Third, the selection of the control group in our study was better. Compared with the healthy controls in other studies, the control group in our study included patients with COPD, hypertension, diabetes malignant tumour, trauma and so on. There were no significant differences in comorbidities between the sepsis group and the control group, and thus the selection of the control group in our study was more similar to real-world conditions.
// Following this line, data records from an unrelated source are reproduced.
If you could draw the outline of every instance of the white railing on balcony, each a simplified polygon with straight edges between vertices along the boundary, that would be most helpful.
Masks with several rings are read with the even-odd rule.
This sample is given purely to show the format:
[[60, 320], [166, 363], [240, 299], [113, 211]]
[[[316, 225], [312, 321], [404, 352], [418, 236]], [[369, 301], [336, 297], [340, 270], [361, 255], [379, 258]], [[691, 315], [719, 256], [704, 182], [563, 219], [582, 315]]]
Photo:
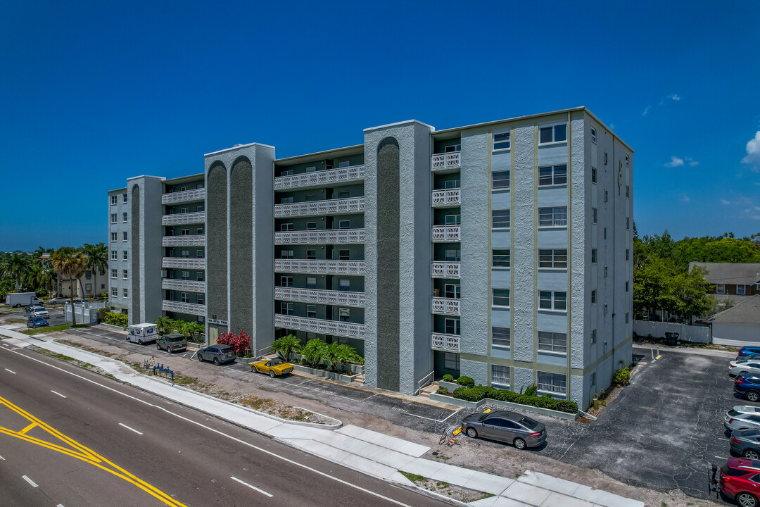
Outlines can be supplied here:
[[204, 246], [206, 235], [193, 236], [165, 236], [161, 238], [163, 246]]
[[331, 245], [363, 242], [363, 229], [331, 229], [329, 230], [274, 233], [275, 245]]
[[164, 278], [161, 280], [161, 288], [167, 290], [182, 290], [185, 292], [206, 292], [206, 282], [197, 280], [177, 280]]
[[203, 201], [205, 198], [205, 189], [193, 189], [192, 190], [182, 190], [182, 192], [173, 192], [169, 194], [163, 194], [161, 195], [161, 204], [173, 204], [176, 202]]
[[346, 305], [347, 306], [363, 308], [364, 306], [363, 292], [274, 287], [274, 299], [284, 299], [285, 301], [304, 301], [323, 305]]
[[439, 225], [432, 228], [433, 241], [459, 241], [460, 230], [458, 225]]
[[364, 261], [307, 261], [283, 258], [274, 261], [274, 271], [286, 273], [364, 274]]
[[161, 259], [161, 267], [206, 269], [206, 259], [203, 257], [164, 257]]
[[432, 312], [447, 315], [458, 315], [460, 301], [461, 299], [447, 297], [434, 297], [432, 298]]
[[327, 171], [304, 173], [274, 179], [274, 189], [298, 189], [301, 187], [333, 185], [364, 179], [364, 166], [352, 166], [331, 169]]
[[432, 347], [439, 350], [459, 352], [459, 337], [456, 334], [444, 334], [443, 333], [432, 333]]
[[183, 223], [203, 223], [206, 221], [205, 211], [195, 213], [175, 213], [161, 217], [161, 225], [182, 225]]
[[353, 322], [339, 322], [320, 318], [306, 318], [293, 315], [274, 315], [274, 326], [288, 329], [299, 329], [322, 334], [337, 334], [357, 338], [364, 337], [364, 325]]
[[460, 151], [436, 154], [430, 159], [430, 166], [434, 171], [459, 167], [461, 165], [461, 154]]
[[433, 262], [432, 263], [433, 278], [458, 278], [459, 263], [458, 262]]
[[179, 312], [179, 313], [187, 313], [191, 315], [206, 316], [206, 305], [196, 305], [192, 303], [167, 301], [164, 299], [161, 303], [161, 309], [166, 312]]
[[451, 206], [461, 204], [461, 191], [459, 189], [435, 190], [432, 192], [432, 205]]
[[327, 201], [298, 202], [292, 204], [276, 204], [274, 206], [274, 217], [308, 217], [309, 215], [328, 215], [363, 211], [364, 211], [364, 198], [355, 197], [348, 199], [328, 199]]

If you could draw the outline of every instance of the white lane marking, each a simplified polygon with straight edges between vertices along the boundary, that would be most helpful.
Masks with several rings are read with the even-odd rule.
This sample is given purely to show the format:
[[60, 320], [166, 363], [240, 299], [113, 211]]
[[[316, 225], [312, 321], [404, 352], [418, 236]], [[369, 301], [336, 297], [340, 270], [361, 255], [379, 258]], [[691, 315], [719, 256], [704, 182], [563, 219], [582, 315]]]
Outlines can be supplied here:
[[129, 426], [128, 426], [126, 424], [124, 424], [123, 423], [119, 423], [119, 426], [123, 426], [127, 429], [131, 429], [131, 430], [134, 431], [135, 433], [137, 433], [138, 435], [142, 435], [142, 433], [141, 433], [139, 431], [138, 431], [135, 428], [130, 428]]
[[[300, 467], [301, 468], [303, 468], [304, 470], [308, 470], [309, 471], [312, 472], [314, 474], [316, 474], [317, 475], [319, 475], [320, 477], [324, 477], [325, 479], [328, 479], [330, 480], [334, 480], [335, 482], [340, 483], [341, 484], [344, 484], [344, 486], [347, 486], [348, 487], [351, 487], [351, 488], [353, 488], [354, 490], [357, 490], [361, 491], [363, 493], [366, 493], [368, 495], [372, 495], [372, 496], [375, 496], [376, 498], [382, 499], [384, 500], [386, 500], [387, 502], [391, 502], [391, 503], [394, 503], [394, 504], [395, 504], [397, 505], [401, 505], [401, 507], [412, 507], [412, 505], [410, 505], [408, 504], [404, 503], [403, 502], [399, 502], [398, 500], [394, 500], [392, 498], [390, 498], [388, 496], [385, 496], [383, 495], [381, 495], [378, 493], [375, 493], [374, 491], [370, 491], [369, 490], [367, 490], [366, 488], [363, 488], [361, 486], [357, 486], [356, 484], [354, 484], [353, 483], [350, 483], [347, 480], [344, 480], [343, 479], [338, 479], [337, 477], [334, 477], [333, 475], [331, 475], [331, 474], [328, 474], [327, 472], [322, 472], [321, 471], [317, 470], [316, 468], [312, 468], [309, 465], [303, 464], [302, 463], [299, 463], [298, 461], [294, 461], [293, 460], [289, 459], [287, 458], [285, 458], [284, 456], [280, 456], [277, 453], [274, 452], [272, 451], [268, 451], [267, 449], [265, 449], [264, 448], [258, 447], [258, 445], [254, 445], [253, 444], [249, 443], [248, 442], [245, 442], [245, 440], [241, 440], [240, 439], [235, 438], [234, 436], [233, 436], [231, 435], [227, 435], [226, 433], [225, 433], [223, 431], [220, 431], [219, 429], [214, 429], [214, 428], [211, 428], [210, 426], [205, 426], [204, 424], [201, 424], [201, 423], [198, 423], [198, 421], [195, 421], [195, 420], [192, 420], [192, 419], [190, 419], [188, 417], [185, 417], [185, 416], [179, 415], [179, 414], [175, 414], [174, 412], [172, 412], [169, 409], [164, 408], [163, 407], [160, 407], [159, 405], [152, 404], [150, 401], [147, 401], [146, 400], [141, 400], [140, 398], [135, 398], [135, 397], [134, 397], [134, 396], [132, 396], [131, 395], [128, 395], [125, 392], [122, 392], [121, 391], [119, 391], [118, 389], [115, 389], [115, 388], [113, 388], [112, 387], [109, 387], [107, 385], [105, 385], [104, 384], [100, 384], [100, 382], [95, 382], [92, 379], [87, 379], [86, 377], [83, 377], [81, 375], [77, 375], [76, 373], [74, 373], [73, 372], [67, 371], [67, 370], [64, 369], [63, 368], [61, 368], [59, 366], [56, 366], [54, 364], [51, 364], [49, 363], [46, 363], [45, 361], [43, 361], [42, 360], [36, 359], [36, 357], [32, 357], [31, 356], [27, 356], [26, 354], [21, 353], [21, 352], [16, 352], [15, 350], [11, 350], [10, 352], [12, 352], [14, 354], [18, 354], [19, 356], [21, 356], [22, 357], [26, 357], [27, 359], [30, 359], [30, 360], [31, 360], [33, 361], [36, 361], [36, 362], [40, 363], [41, 364], [44, 364], [46, 366], [49, 366], [50, 368], [53, 368], [55, 369], [58, 369], [58, 370], [59, 370], [61, 372], [63, 372], [64, 373], [67, 373], [68, 375], [71, 375], [73, 377], [76, 377], [78, 379], [84, 380], [84, 382], [90, 382], [90, 384], [94, 384], [95, 385], [97, 385], [99, 387], [102, 387], [104, 389], [107, 389], [108, 391], [111, 391], [115, 392], [115, 393], [116, 393], [118, 395], [121, 395], [122, 396], [124, 396], [125, 398], [129, 398], [130, 400], [133, 400], [133, 401], [137, 401], [138, 403], [141, 403], [141, 404], [143, 404], [144, 405], [147, 405], [148, 407], [152, 407], [154, 408], [157, 408], [157, 409], [158, 409], [160, 410], [162, 410], [163, 412], [165, 412], [166, 414], [168, 414], [169, 415], [174, 416], [177, 419], [181, 419], [183, 421], [185, 421], [186, 423], [189, 423], [190, 424], [195, 424], [195, 426], [197, 426], [198, 427], [201, 427], [201, 428], [203, 428], [204, 429], [207, 429], [208, 431], [211, 432], [212, 433], [216, 433], [217, 435], [218, 435], [220, 436], [223, 436], [223, 437], [226, 437], [227, 439], [230, 439], [230, 440], [236, 442], [239, 444], [241, 444], [242, 445], [245, 445], [247, 447], [249, 447], [252, 449], [254, 449], [255, 451], [258, 451], [259, 452], [264, 453], [265, 455], [268, 455], [271, 456], [272, 458], [276, 458], [277, 459], [282, 460], [283, 461], [285, 461], [286, 463], [289, 463], [289, 464], [292, 464], [293, 466]], [[171, 401], [169, 400], [169, 401]], [[195, 410], [195, 409], [189, 409], [189, 410]], [[456, 414], [456, 412], [454, 412], [454, 414]], [[454, 414], [452, 414], [451, 415], [454, 415]], [[451, 417], [451, 416], [449, 416], [449, 417]], [[446, 419], [448, 419], [448, 417], [447, 417]], [[317, 455], [312, 455], [312, 456], [317, 456], [318, 458], [318, 456]]]
[[264, 490], [259, 490], [259, 489], [258, 489], [258, 488], [257, 488], [257, 487], [256, 487], [255, 486], [253, 486], [253, 485], [252, 485], [252, 484], [249, 484], [249, 483], [246, 483], [246, 482], [245, 482], [245, 480], [239, 480], [239, 479], [238, 479], [237, 477], [230, 477], [230, 479], [232, 479], [233, 480], [236, 480], [236, 481], [238, 481], [239, 483], [240, 483], [241, 484], [243, 484], [244, 486], [249, 486], [249, 488], [251, 488], [252, 490], [256, 490], [256, 491], [258, 491], [258, 493], [261, 493], [262, 495], [266, 495], [266, 496], [268, 496], [269, 498], [271, 498], [271, 497], [273, 496], [273, 495], [272, 495], [271, 493], [267, 493], [267, 492], [266, 492], [266, 491], [264, 491]]

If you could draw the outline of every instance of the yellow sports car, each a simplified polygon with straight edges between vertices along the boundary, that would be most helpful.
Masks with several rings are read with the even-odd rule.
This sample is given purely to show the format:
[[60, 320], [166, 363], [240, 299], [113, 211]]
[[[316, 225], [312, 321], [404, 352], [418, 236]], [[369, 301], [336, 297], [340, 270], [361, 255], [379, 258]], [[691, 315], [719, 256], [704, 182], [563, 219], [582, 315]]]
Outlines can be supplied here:
[[279, 357], [268, 360], [265, 359], [263, 361], [258, 361], [258, 363], [249, 363], [248, 366], [251, 366], [252, 372], [268, 373], [269, 376], [272, 379], [274, 379], [276, 375], [285, 375], [286, 373], [290, 373], [293, 371], [293, 365], [290, 363], [286, 363]]

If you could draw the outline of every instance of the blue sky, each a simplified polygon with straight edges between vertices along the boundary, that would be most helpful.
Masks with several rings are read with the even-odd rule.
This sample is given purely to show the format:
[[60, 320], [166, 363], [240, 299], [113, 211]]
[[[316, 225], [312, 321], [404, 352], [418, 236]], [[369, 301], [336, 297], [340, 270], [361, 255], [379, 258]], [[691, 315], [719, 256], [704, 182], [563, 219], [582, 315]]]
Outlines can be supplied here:
[[5, 2], [0, 250], [107, 240], [109, 189], [586, 106], [639, 234], [760, 232], [760, 2]]

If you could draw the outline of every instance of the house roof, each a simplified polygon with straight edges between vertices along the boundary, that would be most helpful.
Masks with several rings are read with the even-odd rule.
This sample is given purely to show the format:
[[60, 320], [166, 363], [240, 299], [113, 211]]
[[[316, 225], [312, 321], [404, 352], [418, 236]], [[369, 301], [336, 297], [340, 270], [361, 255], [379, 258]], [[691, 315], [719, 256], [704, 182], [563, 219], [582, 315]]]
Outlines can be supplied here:
[[736, 306], [716, 313], [710, 320], [721, 324], [760, 325], [760, 294], [748, 297]]
[[752, 285], [760, 284], [760, 262], [695, 262], [689, 263], [689, 271], [699, 266], [709, 273], [705, 279], [710, 284]]

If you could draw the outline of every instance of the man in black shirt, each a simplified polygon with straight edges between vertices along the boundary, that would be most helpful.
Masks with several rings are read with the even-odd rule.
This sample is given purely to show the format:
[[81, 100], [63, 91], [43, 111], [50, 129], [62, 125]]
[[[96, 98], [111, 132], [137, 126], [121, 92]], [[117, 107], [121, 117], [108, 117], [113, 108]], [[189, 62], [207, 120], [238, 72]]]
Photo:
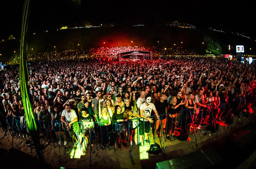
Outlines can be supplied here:
[[[165, 93], [162, 92], [160, 94], [160, 99], [156, 101], [155, 104], [156, 109], [158, 112], [159, 116], [159, 121], [157, 121], [156, 126], [156, 129], [157, 133], [159, 133], [159, 135], [161, 135], [162, 131], [160, 130], [161, 126], [159, 128], [160, 123], [162, 124], [162, 129], [165, 128], [166, 125], [166, 115], [167, 114], [167, 107], [168, 107], [168, 103], [167, 100], [167, 97]], [[153, 132], [153, 130], [152, 130]], [[154, 135], [154, 132], [153, 132], [153, 135]]]

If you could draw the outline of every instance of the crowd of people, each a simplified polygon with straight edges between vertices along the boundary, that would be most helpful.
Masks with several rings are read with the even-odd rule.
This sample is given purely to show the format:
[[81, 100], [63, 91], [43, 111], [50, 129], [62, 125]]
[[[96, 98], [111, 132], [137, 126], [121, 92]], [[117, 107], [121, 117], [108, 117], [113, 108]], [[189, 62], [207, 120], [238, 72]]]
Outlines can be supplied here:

Distinguishing sepsis patients from healthy controls is easier than distinguishing sepsis patients from patients with infectious diseases and other comorbidities. Therefore, the results of our evaluations are more convincing than those of other studies that used normal healthy controls. There were also several limitations of the study. First, the sample size of the study was small. We only selected 3 patient serum samples in the screening stage and verified the results in 161 patients. The number of patients in the chip screening and verification stage should be greater. Second, the mechanism by which hsa-let-7d-3p regulates sepsis is still unknown. To our knowledge, no functional studies have shown that hsa-let-7d-3p is associated with sepsis. SIGLEC6, THBS2, CD47 and RASSF8, which are predicted target genes of hsa-let-7d-3p by bioinformatics analysis, are associated with inflammation and immunity [26,27,28,29]. RASSF8 is associated with the NF-κB pathway [30]. These target genes need to be further studied in vitro or in vivo.

Conclusion

We revealed for the first time that hsa-let-7d-3p may be a novel biomarker for the early diagnosis of sepsis. Further study is needed to verify the connection and explore the mechanism.